In 2011, Hyperdimension Neptunia Mk2 transformed a series born an awkward first episode. As Mk2 didn’t necessarily need a remake, Hyperdimension Neptunia ReBirth2 (Re2) comes on PSVita more as a “plus” version than as a remake.
The story begins as the dark forces of Magiquone, which defeated the heroines of the first game, have almost entirely conquered the parodic world of Gamindustri. However hopeless the situation may seem, the little sisters of the goddesses take up arms to free the land and save their big sisters.
Far from being simplistic and like Mk2 before him, Re2 is the most addictive and surprising in terms of narrative. It’s in this one where the allegory of the console war is the cleverest, including the question of piracy presented in a very stunning way : the game illustrates the spread of R4/pirate copies and their consequences, especially in the hands of casual gamers. But Re2 doesn’t just condemn that fact and opens the debate about the balance to find between cost, creation and accessibility in a memorable conversation between Uni and Brave. The story can change in several ways, the game having 9 different endings! One of them, the Conquest ending, is frightening, almost unbearable in cruelty, but add a great deal in terms of gravity and is another great symbol. In Re2, that particular ending can see a new development under very strict conditions, but is supposed to change the tragic course of events. Another good thing of Re2 compared to the vanilla version is that quests and their effects in terms of shares aren’t limited and this allows you to see all the endings in one playthrough.
Re2 is nevertheless a concentration of fun because it brings numerous funny events, including brand new ones, one of which that parodies the Neptunia popularity polls being absolutely hilarious. We still miss a few of (very good) Mk2 events as NISA and Gust are no more. The parody of the gaming world in itself is as good as ever, even in the smallest details like some characters’ lines, the small avatars whom you come across on the world map, the name of the skills… It’s also the kinkiest in the series, because it goes beyond most niche games as for fan-service : uncompromising artworks and permissive camera angles make it an excellent ecchi offering.
This newest Neptunia game has probably the richest content ever. It includes 22 characters all in-game, a new line-up of costumes/accessories and numerous post-game challenges adding to the various endings. Re2 also adds a new mini-game called Nariyuki Dungeon. Similar to Victory’s scout system, you will send a mini-character called Stella (who is the personification of the developer Felistella) in dungeons so she can loot items. It’s no a big addition as it remains fairly anecdotal. I rather lament the fact that costumes can’t be unlocked before the end chapter for most part, they were a lot more accessible in Re1. Same problem for the Oracles who are playable in this remake, but the unlock conditions are even harder than for the sisters in Re1. Honestly, I expected that they would join much earlier, and in a way that is more connected to the story. I cleared the game in 30h straight, but I do reckon I would need more than twice that to go through all the possibilities.

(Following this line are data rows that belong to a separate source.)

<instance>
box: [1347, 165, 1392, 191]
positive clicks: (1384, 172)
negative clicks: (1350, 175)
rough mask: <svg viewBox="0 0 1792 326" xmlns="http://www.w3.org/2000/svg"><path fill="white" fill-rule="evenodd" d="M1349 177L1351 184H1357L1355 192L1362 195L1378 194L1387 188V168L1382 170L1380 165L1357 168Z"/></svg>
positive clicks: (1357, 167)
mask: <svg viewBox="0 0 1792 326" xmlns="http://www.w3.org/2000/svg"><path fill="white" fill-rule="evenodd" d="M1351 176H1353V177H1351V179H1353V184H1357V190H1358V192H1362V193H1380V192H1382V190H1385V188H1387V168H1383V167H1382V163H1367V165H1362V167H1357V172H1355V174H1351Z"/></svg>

Mk2 had reformed the series by introducing the new battle system. Re2 isn’t doing anything like that since it inherits the aforementioned Mk2 system. That’s still turn-based with free movements on the field and an FFXIII-like break system. It’s back with its traditional qualities and drawbacks, that is to say tactical enough but pretty even in its progression. Like in the first remake, you can change the difficulty settings anytime, which turns out to be quite handy again. Unlike Mk2 in which the challenge went decreasing, Re2 is remarkably progressive in that matter. It is a huge improvement over Mk2 : bosses in Mk2 required more much focus than in the original version. The difficult settings are also a good way to ensure a solid challenge even if you go grinding time to time. Last but not least, you have a team of 4×2 characters : 4 in battle and 4 in reserve that can relay anytime.
Let’s finish by technical aspects, which haven’t changed much since Re1 : it’s the same engine and thus equally one of the most beautiful portable RPGs there is. Let’s stress that graphics have been polished from Mk2 and that returning characters add more flashy and colourful skills. All this is sometimes too much to bear for the game because the framerate tends to drop significantly when there’s too much stuff on the screen. Another important note : Re2 abandons the (rather underwhelming) 3D models during the talk parts experimented in Mk2 to come back to our beloved animated 2D models.
Changes and improvements in this second remake not being as important as in the first one, Hyperdimension Neptunia ReBirth2 is interesting but optional for those who have Hyperdimension Neptunia Mk2 on PS3, but a must-have for those who don’t as it excels in many aspects.